As a result of our significant continued capital and investment expenditures on Transco expansion projects and 
fee-based gathering and processing projects, fee-based businesses are a significant component of our portfolio and 
serve to reduce the influence of commodity price fluctuations on our operating results and cash flows.  We expect to 
benefit as continued growth in demand for low-cost natural gas is driven by increases in LNG exports, industrial demand 
and power generation.  For 2019, current forward market prices indicate oil, natural gas, and NGL prices are expected 
to be lower compared to 2018.  We continue to address certain pricing risks through the utilization of commodity 
hedging strategies.

 In 2019, our operating results are expected to include increases from our regulated Transco fee-based business,  
primarily related to projects recently placed in-service.  For our non-regulated businesses, we anticipate increases in 
fee-based revenue in the Northeast G&P segment associated with recent expansion projects, partially offset with a 
decrease in the West segment primarily due to recent asset divestitures.  We expect overall gathering and processing 
volumes to grow in 2019 for our continuing businesses and anticipate an increase in our equity earnings primarily 
associated with new investments.  Additionally, we believe general and administrative expenses will be slightly lower 
due to recent asset divestitures and the effect of the WPZ merger.

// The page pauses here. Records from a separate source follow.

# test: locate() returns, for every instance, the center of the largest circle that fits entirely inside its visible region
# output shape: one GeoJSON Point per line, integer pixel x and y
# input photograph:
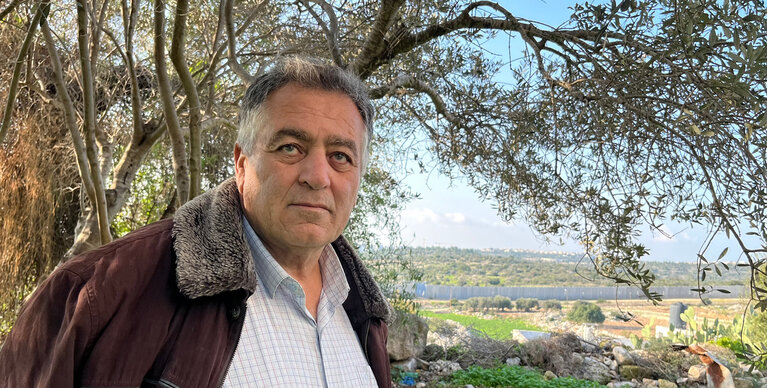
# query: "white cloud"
{"type": "Point", "coordinates": [456, 218]}
{"type": "Point", "coordinates": [420, 215]}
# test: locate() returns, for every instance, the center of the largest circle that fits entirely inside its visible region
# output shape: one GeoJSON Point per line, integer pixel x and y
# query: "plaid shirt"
{"type": "Point", "coordinates": [281, 343]}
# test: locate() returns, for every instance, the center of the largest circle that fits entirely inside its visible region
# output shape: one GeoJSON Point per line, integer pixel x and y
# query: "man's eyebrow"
{"type": "Point", "coordinates": [343, 142]}
{"type": "Point", "coordinates": [287, 132]}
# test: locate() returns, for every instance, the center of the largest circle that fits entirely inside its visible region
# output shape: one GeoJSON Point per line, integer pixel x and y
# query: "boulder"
{"type": "Point", "coordinates": [622, 356]}
{"type": "Point", "coordinates": [576, 359]}
{"type": "Point", "coordinates": [405, 365]}
{"type": "Point", "coordinates": [443, 367]}
{"type": "Point", "coordinates": [666, 384]}
{"type": "Point", "coordinates": [594, 370]}
{"type": "Point", "coordinates": [622, 384]}
{"type": "Point", "coordinates": [649, 383]}
{"type": "Point", "coordinates": [407, 337]}
{"type": "Point", "coordinates": [697, 374]}
{"type": "Point", "coordinates": [630, 372]}
{"type": "Point", "coordinates": [743, 383]}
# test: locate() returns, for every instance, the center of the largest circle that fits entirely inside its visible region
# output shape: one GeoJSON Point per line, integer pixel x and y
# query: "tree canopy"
{"type": "Point", "coordinates": [629, 114]}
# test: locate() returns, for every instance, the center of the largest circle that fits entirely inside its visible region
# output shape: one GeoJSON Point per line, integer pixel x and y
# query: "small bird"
{"type": "Point", "coordinates": [718, 376]}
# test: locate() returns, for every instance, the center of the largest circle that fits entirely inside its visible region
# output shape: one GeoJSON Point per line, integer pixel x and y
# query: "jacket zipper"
{"type": "Point", "coordinates": [367, 333]}
{"type": "Point", "coordinates": [243, 306]}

Potential risks and obstacles that could impact the execution of our plan include:

•  Opposition to, and legal regulations affecting, our infrastructure projects, including the risk of delay or denial 

in permits and approvals needed for our projects;

•  Unexpected significant increases in capital expenditures or delays in capital project execution;

•  Counterparty credit and performance risk;

•  Unexpected changes in customer drilling and production activities, which could negatively impact gathering 

and processing volumes;

•  Lower than anticipated demand for natural gas and natural gas products which could result in lower than 

expected volumes, energy commodity prices, and margins;

•  General economic, financial markets, or further industry downturn, including increased interest rates;

•  Physical damages to facilities, including damage to offshore facilities by named windstorms;

•  Other risks set forth under Part I, Item 1A. Risk Factors in this report.  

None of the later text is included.